Il Tribunale di Milano ha condannato l'agenzia di rating a restituire la parcella da 784.000 euro versata a suo tempo da Parmalat. L'agenzia aveva attribuito un rating "investment grade" dal novembre 2000 fino a poco prima del dissesto nel 2003. S&P: "E' l'azienda che ci ha fornito informazioni false"

Milano - Il Tribunale di Milano ha condannato Standard & Poor’s a restituire la parcella da 784.000 euro versata a suo tempo da Parmalat per il conferimento del rating alla società. L’agenzia aveva attribuito un rating ’investment gradè dal novembre 2000 costantemente fino a poco prima del dissesto nel 2003. La sentenza, depositata in data 1° luglio, ha condannato McGraw Hill Companies, società che controlla S&P, anche alla rifusione delle spese legali, ma ha respinto la connessa domanda di Parmalat per il risarcimento del danno; respinte anche le domande riconvenzionali formulate da McGraw Hill. Parmalat, afferma una nota, valuterà le prossime azioni quando saranno note le motivazioni della decisione.

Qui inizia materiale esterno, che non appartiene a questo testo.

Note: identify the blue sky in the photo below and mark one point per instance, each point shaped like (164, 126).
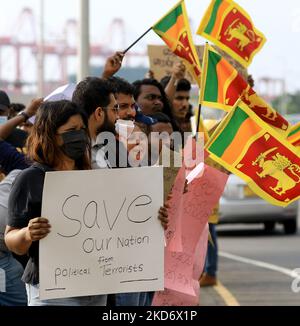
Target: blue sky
(279, 21)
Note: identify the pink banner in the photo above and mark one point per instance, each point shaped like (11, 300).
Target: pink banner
(181, 265)
(203, 195)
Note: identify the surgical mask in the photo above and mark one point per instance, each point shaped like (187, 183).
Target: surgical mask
(75, 143)
(124, 128)
(3, 120)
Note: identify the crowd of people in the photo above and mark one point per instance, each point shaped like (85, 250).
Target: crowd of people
(73, 134)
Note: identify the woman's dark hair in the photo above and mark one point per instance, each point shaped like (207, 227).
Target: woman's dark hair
(41, 143)
(91, 93)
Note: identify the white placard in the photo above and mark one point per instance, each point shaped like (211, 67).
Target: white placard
(105, 235)
(2, 280)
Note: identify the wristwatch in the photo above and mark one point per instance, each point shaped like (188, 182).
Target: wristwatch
(24, 114)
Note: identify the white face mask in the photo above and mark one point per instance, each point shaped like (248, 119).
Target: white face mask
(3, 120)
(124, 128)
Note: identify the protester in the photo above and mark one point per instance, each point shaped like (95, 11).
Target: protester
(15, 292)
(97, 98)
(181, 107)
(58, 142)
(151, 98)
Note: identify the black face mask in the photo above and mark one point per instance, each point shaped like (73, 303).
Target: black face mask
(75, 144)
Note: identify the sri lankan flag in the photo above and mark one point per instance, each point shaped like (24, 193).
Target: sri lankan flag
(249, 148)
(227, 25)
(294, 135)
(175, 31)
(222, 86)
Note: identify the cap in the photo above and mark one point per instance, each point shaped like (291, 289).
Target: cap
(4, 101)
(64, 92)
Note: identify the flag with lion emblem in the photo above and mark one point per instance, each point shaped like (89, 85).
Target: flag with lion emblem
(249, 148)
(222, 86)
(228, 26)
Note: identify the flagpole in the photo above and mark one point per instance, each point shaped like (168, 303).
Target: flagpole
(134, 43)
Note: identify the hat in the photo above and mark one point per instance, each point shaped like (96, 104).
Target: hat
(61, 93)
(4, 101)
(141, 117)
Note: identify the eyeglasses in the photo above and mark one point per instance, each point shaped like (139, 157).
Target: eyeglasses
(116, 108)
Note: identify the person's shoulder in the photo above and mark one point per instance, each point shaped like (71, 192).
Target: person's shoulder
(29, 174)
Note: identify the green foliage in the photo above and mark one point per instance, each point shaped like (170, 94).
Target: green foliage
(292, 102)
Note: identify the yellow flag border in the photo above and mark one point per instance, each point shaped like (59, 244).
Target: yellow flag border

La difesa di S&P L'agenzia di rating dichiara di star "tuttora analizzando la sentenza, ma notiamo che il Tribunale di Milano ha respinto nella sua interezza la richiesta principale di risarcimento danni promossa da Parmalat" di 4 miliardi di importo. "Prendiamo atto - commenta ancora - della decisione del Tribunale di Milano in merito alla minore richiesta di Parmalat relativa alle commissioni pagate a fronte del servizio di attribuzione del nostro rating, ma non siamo d’accordo con le sue conclusioni e ribadiamo che Parmalat ha ripetutamente fornito informazioni false e fuorvianti a Standard & Poor’s durante l’intero periodo in cui Standard & Poor’s ha emesso il suo rating secondo il contratto in essere tra le parti. Ribadiamo che Standard & Poor’s, come molti altri analisti e autorità regolamentari che si sono occupati di Parmalat, è stata vittima di una frode massiccia e sistematica fino ad oggi evidenziata da condanne penali di diversi ex-dirigenti della società. Gli autori di questo inganno e non Standard & Poor’s sono stati responsabili di eventuali perdite subite dagli investitori e Parmalat".